Mallory let out a choked sob, tears pricking his eyes at the utter hopelessness of his situation. He'd gone from an esteemed hunter to a vampire’s pet in less than a week. The crushing devastation washed over him, the knowledge that he'd never see the outside world again, that he was going to die as a prisoner and no one would even find his body.
Helpless tears slid down his cheeks, and he couldn't stop shivering as cold gripped his whole body, worsening the pain with every tiny tremor that forced him to move even a hair. Even breathing hurt, his nose clogged with blood and lungs bruised. A few ribs were likely cracked or broken too. The blanket did nothing to ease the chill, his body already far too weak from blood loss. Being locked in the basement before had been cold, but now it was freezing.
He flinched violently when he heard the door unlock, familiar footsteps descending the stairs. He couldn't even turn his head to watch the vampire for incoming attacks as the sound approached from behind him. He just lay limply where he'd been dumped, breathing shallowly from both pain and panic in equal measure.
A broken whine slipped out when he felt a hand on his shoulder through the blanket.
"I really did a number on you yesterday, didn't I?" Alex mumbled grimly. "I got carried away."
Mallory would have laughed if he had the strength. 'Carried away'? The vampire had almost killed him!
A shuffling noise, and Alex came to crouch in front of him within his field of vision, and Mallory's terrified eyes flicked up to meet his.

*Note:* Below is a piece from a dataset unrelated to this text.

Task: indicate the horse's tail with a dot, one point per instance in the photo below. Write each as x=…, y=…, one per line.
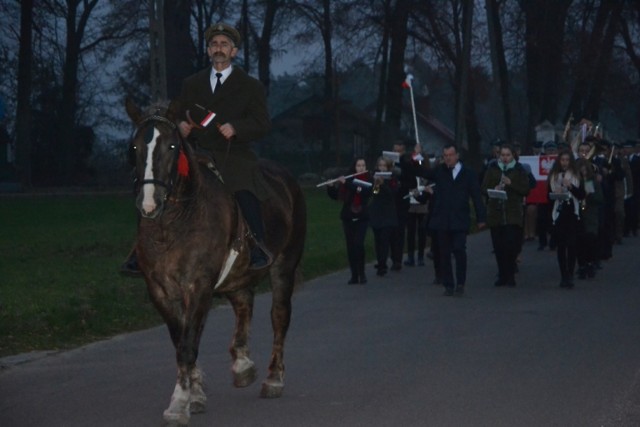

There was no disguising the fear anymore, no cockiness or snark to hide behind.
Alex sighed heavily, and Mallory glanced to see he was holding a clear bag in one hand with a long tube attached.
"I bruised your jaw really hard," Alex explained, and had the audacity to look worried. "It's stiffened up. I checked while you were unconscious. It's going to be near-impossible for you to eat normally, so Anisa sent me instructions on how to make this nutrient-rich... slushie-thing." He gestured to the bag in his hand, which was full of liquefied pinkish-gray mush. "It's the only way to get food into you in your current condition."
Mallory was trembling so hard he couldn't answer, too cold to think straight. But being tube-fed by a vampire -- especially his captor -- was not something he ever wanted to experience. But he didn't have much of a choice, he knew, and was too weak and injured to resist as Alex grabbed his head, prying his jaw open an inch or two.